Cumming, G. S., Bodin, Ö., Ernstson, H., & Elmqvist, T. (2010). Network analysis in conservation biogeography: challenges and opportunities. Diversity and Distributions, 16(3), 414–425. doi:10.1111/j.1472-4642.2010.00651.x

Platform
Cape Town
Publication type
Scientific article (peer-reviewed)
Projects
CityLab Programme
DOI Title
Network analysis in conservation biogeography: challenges and opportunities
Journal
Diversity and Distributions
ISSN/ISBN
1366-9516 1472-4642
DOI
10.1111/j.1472-4642.2010.00651.x
Author(s)
Graeme S. Cumming Örjan Bodin Henrik Ernstson Thomas Elmqvist
Published year
Subject
Ecology, Evolution, Behavior and Systematics

 

Abstract

Aims  To highlight the potential value of network analysis for conservation biogeography and to focus attention on some of the challenges that lie ahead in applying it to conservation problems.

Location  Global.

Methods  We briefly review existing literature and then focus on five important challenges for the further development of network-based approaches in the field.

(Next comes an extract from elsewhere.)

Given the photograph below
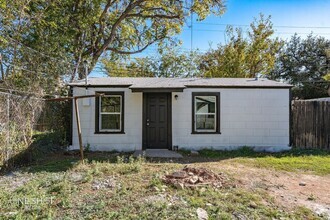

Results  Our five challenges include (i) understanding cross-scale and cross-level linkages in ecological systems (top–down and bottom–up effects, such as trophic cascades, have been demonstrated in food webs but are poorly understood in nested hierarchies such as reserve networks and stream catchments), (ii) capturing dynamic aspects of ecological systems and networks (with a few exceptions we have little grasp of how important whole-network attributes change as the composition of nodes and links changes), (iii) integrating ecological aspects of network theory with metacommunity frameworks and multiple node functions and roles (can we link the spatial patterns of habitat patches in fragmented landscapes, the parallel networks of interacting species using those patches and community-level interactions as defined by metacommunity theory in a single framework?), (iv) integrating the analysis of social and ecological networks (particularly, can they be analysed as a single interacting system?) and (v) laying an empirical foundation for network analysis in conservation biogeography (this will require a larger data bank of well-studied networks from diverse habitats and systems).

Main conclusions  Recent research has identified a variety of approaches that we expect to contribute to progress in each of our five challenge areas. We anticipate that some of the most exciting outcomes of attempts to meet these challenges will be frameworks that unite areas of research, such as food web analysis and metacommunity theory, that have developed independently.